CHRONIC DISABILITY CASES
One matter that remains largely unstudied in whiplash patients is how to deal with the patient who has had passive therapy for a year, say, and has had a marked reduction in activity. For these patient, there is only one study in whiplash patients, and it has its limitations, given there was no control group, and subjects who were not interested in the programme (for various reasons), opted not to participate.32 Vendrig et al studied 26 subjects who had all experienced chronic pain for over six months from the time of the collision, and were all not working.32 After a four week programme that included exercise and also an extensive re-education programme to change the way the subject thought about their pain and how they should respond to their pain, 65% of subjects returned to full time work and another 27% to part time (total 92%), these effects lasting at follow up six months later, with 81% of the whole group not using any further treatment after the programme was complete. More studies are needed, but this re-education programme indicates that chronic pain is not intractable and there is a group of patients, if motivated to recover, who will respond to such programmes. Multidisciplinary programmes lasting 4–12 weeks may be prescribed, composed mainly of exercise and cognitive psychotherapy to change the patient’s behaviour. It is the experience of many, however that despite these expensive programmes, some patients will withdraw from these programmes early, or continue to report symptoms, and total disability.

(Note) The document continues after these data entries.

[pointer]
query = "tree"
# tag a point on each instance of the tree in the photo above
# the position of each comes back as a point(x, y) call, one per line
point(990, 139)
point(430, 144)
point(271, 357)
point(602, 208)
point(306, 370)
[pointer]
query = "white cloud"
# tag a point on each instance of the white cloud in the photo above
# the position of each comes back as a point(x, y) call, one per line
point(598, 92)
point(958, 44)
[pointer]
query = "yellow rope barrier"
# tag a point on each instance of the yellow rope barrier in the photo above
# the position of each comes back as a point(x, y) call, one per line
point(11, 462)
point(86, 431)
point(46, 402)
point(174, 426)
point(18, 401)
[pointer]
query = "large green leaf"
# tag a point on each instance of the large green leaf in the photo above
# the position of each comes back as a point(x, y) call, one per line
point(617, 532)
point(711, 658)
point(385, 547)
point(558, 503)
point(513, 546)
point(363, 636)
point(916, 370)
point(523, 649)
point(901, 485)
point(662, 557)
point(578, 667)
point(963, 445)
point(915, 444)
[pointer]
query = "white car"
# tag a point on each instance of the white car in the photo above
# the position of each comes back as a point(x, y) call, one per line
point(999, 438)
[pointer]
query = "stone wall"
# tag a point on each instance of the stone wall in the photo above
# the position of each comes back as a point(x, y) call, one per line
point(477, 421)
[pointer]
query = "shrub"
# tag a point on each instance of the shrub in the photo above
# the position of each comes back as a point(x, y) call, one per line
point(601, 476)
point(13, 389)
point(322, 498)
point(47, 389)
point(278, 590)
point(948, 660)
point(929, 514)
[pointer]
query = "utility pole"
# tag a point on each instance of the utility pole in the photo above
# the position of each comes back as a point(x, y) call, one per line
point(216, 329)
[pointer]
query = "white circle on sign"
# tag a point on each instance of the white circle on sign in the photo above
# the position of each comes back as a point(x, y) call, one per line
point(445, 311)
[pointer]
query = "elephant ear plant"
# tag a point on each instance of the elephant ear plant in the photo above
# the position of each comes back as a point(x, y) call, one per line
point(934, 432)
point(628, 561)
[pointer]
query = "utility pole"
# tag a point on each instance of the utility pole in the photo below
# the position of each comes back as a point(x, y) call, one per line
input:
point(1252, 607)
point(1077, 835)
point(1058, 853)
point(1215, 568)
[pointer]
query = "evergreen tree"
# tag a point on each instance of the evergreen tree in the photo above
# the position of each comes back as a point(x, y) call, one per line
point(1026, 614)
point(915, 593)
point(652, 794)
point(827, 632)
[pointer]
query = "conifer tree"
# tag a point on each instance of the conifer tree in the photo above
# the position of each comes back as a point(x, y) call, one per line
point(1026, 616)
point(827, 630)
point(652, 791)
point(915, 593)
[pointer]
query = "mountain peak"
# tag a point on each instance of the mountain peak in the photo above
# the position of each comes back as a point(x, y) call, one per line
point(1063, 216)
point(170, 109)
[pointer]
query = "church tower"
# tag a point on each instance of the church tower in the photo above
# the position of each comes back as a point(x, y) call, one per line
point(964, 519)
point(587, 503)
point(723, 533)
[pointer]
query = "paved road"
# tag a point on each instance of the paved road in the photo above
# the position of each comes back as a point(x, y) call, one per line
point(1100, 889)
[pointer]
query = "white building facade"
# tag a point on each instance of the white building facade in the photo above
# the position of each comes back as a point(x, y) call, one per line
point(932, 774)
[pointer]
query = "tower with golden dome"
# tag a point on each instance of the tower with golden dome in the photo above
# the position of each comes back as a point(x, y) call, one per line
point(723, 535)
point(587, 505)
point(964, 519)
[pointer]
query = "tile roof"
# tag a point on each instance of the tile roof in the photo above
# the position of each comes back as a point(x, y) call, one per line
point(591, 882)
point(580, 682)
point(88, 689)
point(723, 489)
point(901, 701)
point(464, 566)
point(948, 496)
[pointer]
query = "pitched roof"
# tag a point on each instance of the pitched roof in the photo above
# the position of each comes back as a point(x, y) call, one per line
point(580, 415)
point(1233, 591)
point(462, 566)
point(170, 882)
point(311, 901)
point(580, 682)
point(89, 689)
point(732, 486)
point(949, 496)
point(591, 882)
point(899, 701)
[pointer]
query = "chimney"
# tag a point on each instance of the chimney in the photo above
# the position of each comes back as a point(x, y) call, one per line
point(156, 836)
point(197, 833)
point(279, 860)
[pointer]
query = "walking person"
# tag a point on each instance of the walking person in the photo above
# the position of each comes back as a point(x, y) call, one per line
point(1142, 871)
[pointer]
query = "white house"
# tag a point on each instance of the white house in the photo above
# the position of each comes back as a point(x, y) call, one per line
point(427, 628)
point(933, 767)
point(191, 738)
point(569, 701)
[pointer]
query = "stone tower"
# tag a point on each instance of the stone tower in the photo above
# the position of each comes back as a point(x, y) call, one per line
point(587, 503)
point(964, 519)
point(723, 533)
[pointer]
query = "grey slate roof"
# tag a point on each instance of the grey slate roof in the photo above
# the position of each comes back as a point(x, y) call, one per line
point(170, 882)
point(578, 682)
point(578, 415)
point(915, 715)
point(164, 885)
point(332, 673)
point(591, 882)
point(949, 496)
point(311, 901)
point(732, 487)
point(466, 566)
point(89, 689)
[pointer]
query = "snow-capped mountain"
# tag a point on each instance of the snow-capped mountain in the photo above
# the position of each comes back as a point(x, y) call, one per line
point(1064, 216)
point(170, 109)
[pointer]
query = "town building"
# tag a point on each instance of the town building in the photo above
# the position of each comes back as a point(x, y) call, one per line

The risk factors for this behaviour are discussed elsewhere, and if these are not recognised, usual therapeutic efforts will be ineffective.25
A biopsychosocial model of whiplash predicts which therapy approach will be most effective. The epidemiology of whiplash in other countries that lack the problem of chronic whiplash teaches us that our own behaviour may influence the patient’s behaviour, and that the acute injury itself has little to do with outcome. It is encouraging a behaviour of wellness rather than serious injury that encourages rapid recovery. Excessive rest, use of collars, withdrawal from activities, over prescribing of medications, and passive therapies all encourage disability. The model of whiplash predicts this. Instead, presenting the acute whiplash patient in a new light emphasises the value of education in changing their behaviour, not their “injury”. Although clinical trials are necessary, it is the author’s experience and belief that most patients are genuine and want to get better. They will respond gladly to the more helpful approach described above than to the illness affirming approaches so often taken otherwise.